Though numerous farmers gained educational material, visited the three fish/plant systems, only one farmer adopted the technology during the study. Other farmers are interested in adopting, but have limited time, funds, and knowledge required to justify the risk of installing a new production system and entering a new market at this time. Adoption of this concept will take time. Researchers, extension agents, and farmers have seen that aquaponics has merit and that more work should be done. It is expected that a variety of plants can be produced and that the impact on water quality will vary with the scale of the system and its design. Interest in using a plant system to extract nutrients appears to be increasingly attractive to farmers. The demonstration systems were very useful in education, but a number of factors appear to have limited farmer implementation. Among these are limited cash flow of small farmers to expand production systems, slow down in economy and demand for fish, and concern over time inputs required to add another crop in their operations. In addition, in the case of Maryland as well as other parts of the northeast, numerous fish culture operations closed during this period due to economic reasons.

Assessment of Project Approach and Areas of Further Study:

Areas needing additional study

The type of plants grown, production strategies, marketing strategies, product volume, and system design all influence profitability of an aquaponic enterprise which is integrated into an existing aquaculture business. It is reasonable to select the best apparent opportunity and scale up production to collect economic data and begin assessing market potential.

Plants utilized in this study were found to be salable at the end of the growing season.
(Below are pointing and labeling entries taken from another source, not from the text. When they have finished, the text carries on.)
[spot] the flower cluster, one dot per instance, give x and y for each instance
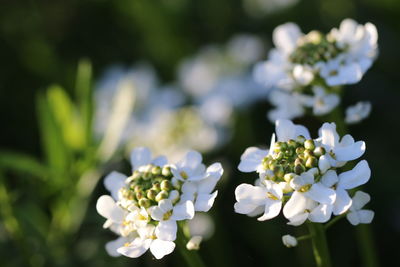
(308, 69)
(306, 176)
(144, 208)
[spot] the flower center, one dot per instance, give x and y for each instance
(290, 158)
(149, 185)
(315, 47)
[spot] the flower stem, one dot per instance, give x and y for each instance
(192, 258)
(320, 245)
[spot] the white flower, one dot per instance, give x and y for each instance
(287, 105)
(358, 215)
(202, 225)
(200, 192)
(160, 242)
(166, 211)
(321, 102)
(358, 112)
(359, 175)
(251, 198)
(194, 243)
(339, 152)
(289, 241)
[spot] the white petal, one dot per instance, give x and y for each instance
(107, 208)
(140, 156)
(114, 182)
(272, 209)
(251, 159)
(215, 170)
(250, 194)
(330, 178)
(321, 194)
(351, 152)
(204, 202)
(359, 175)
(298, 219)
(285, 37)
(160, 248)
(296, 205)
(361, 216)
(329, 136)
(135, 249)
(322, 213)
(166, 230)
(342, 203)
(285, 130)
(160, 161)
(192, 160)
(165, 205)
(244, 208)
(323, 163)
(359, 200)
(184, 211)
(112, 246)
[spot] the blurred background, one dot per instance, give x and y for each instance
(59, 58)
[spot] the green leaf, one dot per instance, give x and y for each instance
(22, 163)
(67, 117)
(84, 93)
(57, 154)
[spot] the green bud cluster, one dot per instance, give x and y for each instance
(146, 188)
(291, 158)
(315, 47)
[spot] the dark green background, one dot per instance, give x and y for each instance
(41, 43)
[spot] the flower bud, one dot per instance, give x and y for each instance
(162, 195)
(299, 169)
(309, 144)
(166, 171)
(288, 177)
(319, 151)
(151, 194)
(194, 243)
(166, 185)
(300, 150)
(300, 139)
(144, 202)
(156, 170)
(289, 241)
(311, 162)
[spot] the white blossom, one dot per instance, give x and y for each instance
(358, 112)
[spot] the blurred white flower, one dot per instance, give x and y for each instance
(301, 175)
(289, 241)
(194, 243)
(147, 205)
(358, 215)
(260, 8)
(358, 112)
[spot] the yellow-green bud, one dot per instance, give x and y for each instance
(299, 169)
(309, 144)
(288, 177)
(300, 139)
(156, 170)
(144, 202)
(162, 195)
(151, 194)
(166, 171)
(319, 151)
(311, 162)
(166, 185)
(300, 150)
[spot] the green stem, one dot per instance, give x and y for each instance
(320, 245)
(364, 233)
(192, 258)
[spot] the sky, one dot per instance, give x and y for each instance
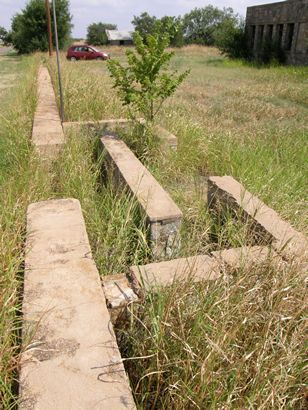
(121, 12)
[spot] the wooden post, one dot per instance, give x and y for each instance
(48, 27)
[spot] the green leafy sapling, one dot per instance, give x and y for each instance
(145, 82)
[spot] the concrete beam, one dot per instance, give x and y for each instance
(245, 256)
(47, 132)
(162, 215)
(226, 192)
(153, 275)
(167, 139)
(70, 358)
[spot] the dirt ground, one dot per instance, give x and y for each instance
(8, 69)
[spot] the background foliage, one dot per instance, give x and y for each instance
(96, 33)
(29, 27)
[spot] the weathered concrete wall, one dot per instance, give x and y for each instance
(163, 215)
(167, 139)
(122, 290)
(71, 358)
(283, 22)
(47, 133)
(226, 192)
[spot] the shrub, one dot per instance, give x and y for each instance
(144, 84)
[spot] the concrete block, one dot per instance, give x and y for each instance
(166, 138)
(71, 359)
(47, 132)
(162, 214)
(226, 192)
(198, 268)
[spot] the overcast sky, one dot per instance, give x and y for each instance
(121, 12)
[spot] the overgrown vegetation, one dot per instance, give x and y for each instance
(96, 33)
(22, 182)
(29, 27)
(144, 83)
(236, 343)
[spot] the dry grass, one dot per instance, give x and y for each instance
(238, 342)
(22, 182)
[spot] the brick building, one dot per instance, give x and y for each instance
(285, 23)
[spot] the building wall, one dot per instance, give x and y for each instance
(286, 23)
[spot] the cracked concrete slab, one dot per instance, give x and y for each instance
(70, 358)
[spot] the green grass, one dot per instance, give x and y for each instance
(230, 118)
(236, 343)
(22, 182)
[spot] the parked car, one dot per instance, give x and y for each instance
(85, 52)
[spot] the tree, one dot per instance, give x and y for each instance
(144, 83)
(144, 24)
(29, 27)
(170, 25)
(173, 27)
(96, 33)
(230, 38)
(200, 24)
(5, 36)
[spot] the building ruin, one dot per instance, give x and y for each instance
(285, 24)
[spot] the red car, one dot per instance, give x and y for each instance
(85, 52)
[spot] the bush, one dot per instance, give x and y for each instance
(231, 39)
(96, 33)
(144, 84)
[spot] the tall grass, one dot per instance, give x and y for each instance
(116, 228)
(238, 342)
(22, 182)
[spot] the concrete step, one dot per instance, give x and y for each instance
(162, 215)
(47, 133)
(226, 192)
(71, 359)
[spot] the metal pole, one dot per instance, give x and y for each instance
(58, 60)
(48, 27)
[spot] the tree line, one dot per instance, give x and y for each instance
(209, 26)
Typically this is not a common time of the year to get the highest marketable value for ornamental plants in a retail market. Retail sales of these plants may require the grower to overwinter the plants until the next year for market sale. The fall season could be very desirable for wholesale markets including sales for restoration projects. So further studies on proper plant selection need to be conducted which would include plants that could be salable in the current season such as focusing on fall plant crops such as mums and/or pansies that have high market value at the end of the growing season. Further study needs to be conducted on when to start the growing season to be able to capitalize on spring markets.

Discussions with fish growers interested in incorporating aquaponics into an existing flow-through fish culture system revealed a wide diversity of water quality variables that would impact plant selection and production. Variables included water availability, nutrient content, and water temperature. Recommendations regarding aquaponic system size, suggested plants and expected income generated from such a system are difficult to make currently, as little research has been conducted on aquaponics in flow-through systems.

In the trout raceway system, we observed slight increases in nitrogen levels leaving our plant channels. Anecdotally, it seems as though the plants’ root masses are acting as solids collection unit (i.e. removing suspended solid wastes and phytoplankton from the pond water), resulting is a heavy buildup of organic matter in the plant trays. As a result, we believe that this organic matter is decomposing and in the process leaching additional nutrients into the effluent water. Further study into the case and possible solutions to this problem are needed.

Other observations from the recirculating tank system, show excellent plant growth with plant biomass more than twice that of observed growth in restored marshes. In addition, the plant system as sized showed slightly better nitrogen uptake than the 12 foot tall fluidized bed sand filter that also operated in the system during the study. In comparison with the raceway and pond system, the recirculating tank system exhibited significantly greater plant growth most likely due to the increased nitrogen and phosphorus levels due to much higher feeding rates per volume of water. Water temperatures were also in more favorable ranges for plant growth compared to the trout system.

The concept of integrating aquatic plants with fish culture, or other livestock nutrient sources, is effective in reducing nutrient discharges and can offer farm diversification and secondary economic returns. The big question asked by farmers is seeing more details on properly sizing an integrated fish/plant system so that investment costs and potential returns can be estimated. Larger scale demonstrations of integrated systems would be helpful in increasing farmer adoption.

Any opinions, findings, conclusions, or recommendations expressed in this publication are those of the author(s) and do not necessarily reflect the view of the U.S. Department of Agriculture or SARE.